Carlos had put up a fight, and now he was bleeding.
Eliana sucked in a breath that broke a couple of times, but she got the air she needed and her throat didn’t hurt too badly right now.
“Just find the car and tell me where it went so I can get Carlos back.” Tony jabbed a finger on the screen.
Eliana looked over at him. Taking her phone back at the same time, she said, “Bear?”
“Long story.” He looked at his watch, the screen glowing against the gray of his eyes. “Sylvia is in the lobby. Let’s go.”
“Go where?”
“You can stay in the waiting room and wait for word about Luci. Or I can take you home and someone will stay there with you.”
She would rather go to Carlos’s house, but wasn’t sure that would be an option right now. As if she really wanted to sit around and do nothing? That’s what Tony seemed content to have her do. Eliana would quite like to hit the streets and start searching.

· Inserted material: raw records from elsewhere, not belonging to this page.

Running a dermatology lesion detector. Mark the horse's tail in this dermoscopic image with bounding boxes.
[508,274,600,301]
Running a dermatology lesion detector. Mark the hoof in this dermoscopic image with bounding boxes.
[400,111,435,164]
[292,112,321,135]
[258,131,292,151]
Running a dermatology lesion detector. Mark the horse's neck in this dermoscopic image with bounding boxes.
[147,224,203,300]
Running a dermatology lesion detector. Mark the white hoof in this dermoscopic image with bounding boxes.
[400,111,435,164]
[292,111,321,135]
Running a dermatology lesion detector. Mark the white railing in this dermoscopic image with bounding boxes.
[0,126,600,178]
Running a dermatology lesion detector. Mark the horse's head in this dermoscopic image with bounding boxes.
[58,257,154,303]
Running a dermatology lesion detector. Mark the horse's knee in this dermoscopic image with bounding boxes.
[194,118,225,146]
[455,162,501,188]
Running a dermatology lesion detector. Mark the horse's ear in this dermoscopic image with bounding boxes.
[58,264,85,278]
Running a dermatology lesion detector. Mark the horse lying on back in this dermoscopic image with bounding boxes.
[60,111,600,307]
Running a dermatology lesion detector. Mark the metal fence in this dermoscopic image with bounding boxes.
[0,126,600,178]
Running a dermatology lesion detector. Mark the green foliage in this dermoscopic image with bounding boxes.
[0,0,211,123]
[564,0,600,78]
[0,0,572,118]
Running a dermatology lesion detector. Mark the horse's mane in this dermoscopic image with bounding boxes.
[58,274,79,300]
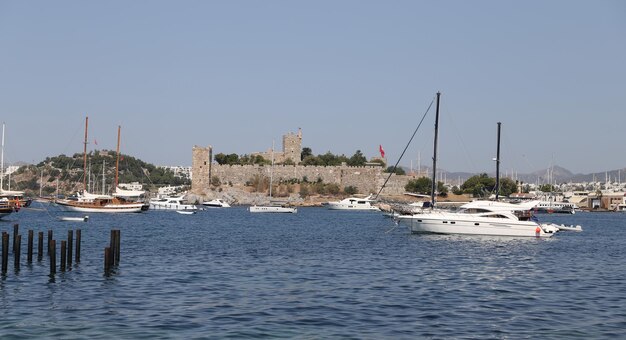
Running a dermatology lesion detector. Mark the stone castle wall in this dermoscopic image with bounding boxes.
[191,146,412,196]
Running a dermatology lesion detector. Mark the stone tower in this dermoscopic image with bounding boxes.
[191,145,213,195]
[283,128,302,164]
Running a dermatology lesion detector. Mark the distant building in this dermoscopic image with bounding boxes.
[117,182,143,191]
[251,128,302,164]
[159,166,193,179]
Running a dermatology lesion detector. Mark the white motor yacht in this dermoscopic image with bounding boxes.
[150,195,198,210]
[326,195,380,211]
[202,198,230,208]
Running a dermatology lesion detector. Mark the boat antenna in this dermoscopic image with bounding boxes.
[374,98,435,200]
[430,92,441,209]
[495,122,502,201]
[83,117,89,191]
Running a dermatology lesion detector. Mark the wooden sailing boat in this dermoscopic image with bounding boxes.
[249,142,298,214]
[55,117,145,213]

“We should call the FBI.” She glanced over at him as they turned the corner at the front of the building, circling around the hospital to get back to the lobby. “Get them to help us search for Carlos. Since it’s connected to their case.”

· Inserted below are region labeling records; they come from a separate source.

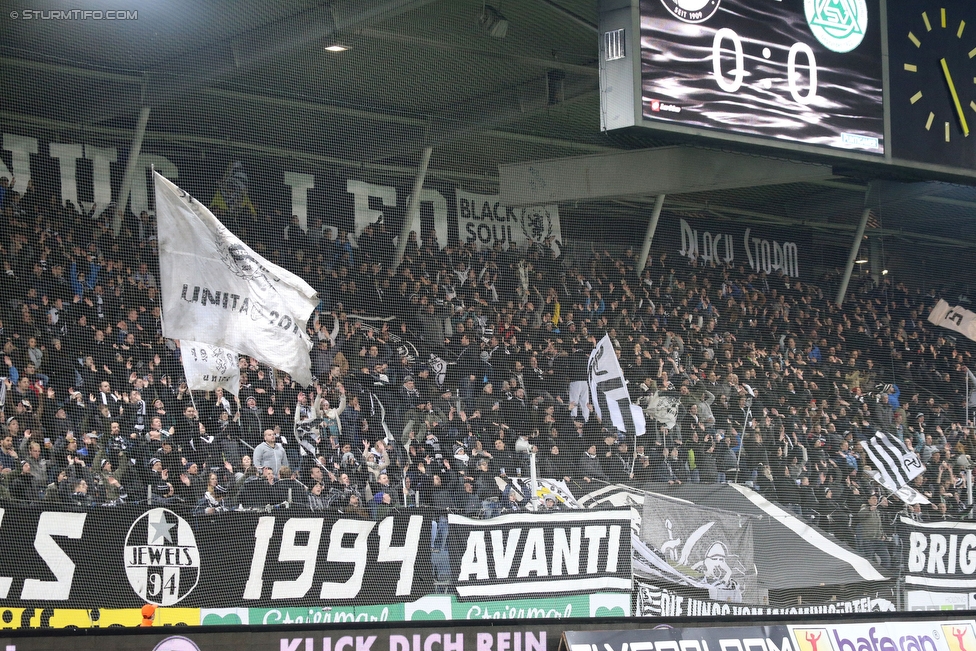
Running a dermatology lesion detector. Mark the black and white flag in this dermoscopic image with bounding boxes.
[929,299,976,341]
[588,335,647,436]
[644,391,681,429]
[180,339,241,396]
[861,432,925,491]
[153,171,318,385]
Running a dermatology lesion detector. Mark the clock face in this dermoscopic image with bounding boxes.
[888,0,976,169]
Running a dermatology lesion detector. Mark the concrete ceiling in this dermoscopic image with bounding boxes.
[0,0,976,248]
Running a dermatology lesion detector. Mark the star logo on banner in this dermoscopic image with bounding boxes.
[149,509,176,545]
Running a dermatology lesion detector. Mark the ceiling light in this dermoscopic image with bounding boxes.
[478,5,508,38]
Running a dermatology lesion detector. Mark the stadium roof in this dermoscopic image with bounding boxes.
[0,0,976,249]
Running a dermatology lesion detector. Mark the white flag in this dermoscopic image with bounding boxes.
[929,298,976,341]
[861,432,925,491]
[588,335,647,436]
[180,339,241,396]
[536,477,583,509]
[153,171,318,385]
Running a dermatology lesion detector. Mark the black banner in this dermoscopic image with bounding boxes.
[658,217,813,278]
[0,505,434,608]
[448,509,632,599]
[898,516,976,592]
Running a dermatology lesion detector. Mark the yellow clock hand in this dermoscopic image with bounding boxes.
[940,59,969,138]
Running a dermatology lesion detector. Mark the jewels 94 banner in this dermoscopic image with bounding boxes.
[0,505,437,608]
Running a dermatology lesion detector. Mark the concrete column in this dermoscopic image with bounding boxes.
[112,106,149,237]
[836,208,871,307]
[393,147,434,267]
[636,194,665,278]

Tony made a noncommittal noise in his throat.
Around the front of the hospital, a line of three taxis sat in front of the building. She slid her phone back into her pocket and said, “Seriously, Carlos was probably targeted because he ID’d Maloney to the FBI. This is all connected to the Reverence Sisters.”
She couldn’t figure out why else they might have taken him.
“If you get their number, you can loop them in.” He pushed open the front entrance door and headed inside, probably presuming she was right behind him.
Eliana spun toward the street, dashed up to a taxi, and jumped in the back. “Drive fast!”
The taxi driver flinched, glancing at her. His tablet was on his lap, resting against the steering wheel.
Tony pushed back out the front door, looking for her.
“Go!”
The driver hit a button on his dash, put the car in Drive, and pulled out. Not exactly quick, but it was enough to get her away from the hospital.
He said, “Anywhere in particular?”
“Just drive.” She used the phone to search the web for Lydia Rosenberg, but it wasn’t as if her name was listed on any local county property deeds. Her life was likely hidden behind company assets.
But Eliana found the number people were instructed to call to get compensation after what happened with the canisters and all the chaos. She dialed the number and waited.
When the call connected, she said to the person who answered, “Tell Lydia Rosenberg that Eliana Jaxton wants to talk.”
She hung up.
The cab driver turned a corner and merged into traffic, slowing to the steady crawl of cars around them.
Eliana sat back in her seat for only a moment before her phone buzzed. She half expected it to be Tony, or someone else, telling her she should quit being crazy. But it wasn’t—and they knew exactly where she was. The Shrine could track her phone, surely.
The buzzing didn’t quit.
Eliana gave the driver her home address, then answered her phone. “Hello?”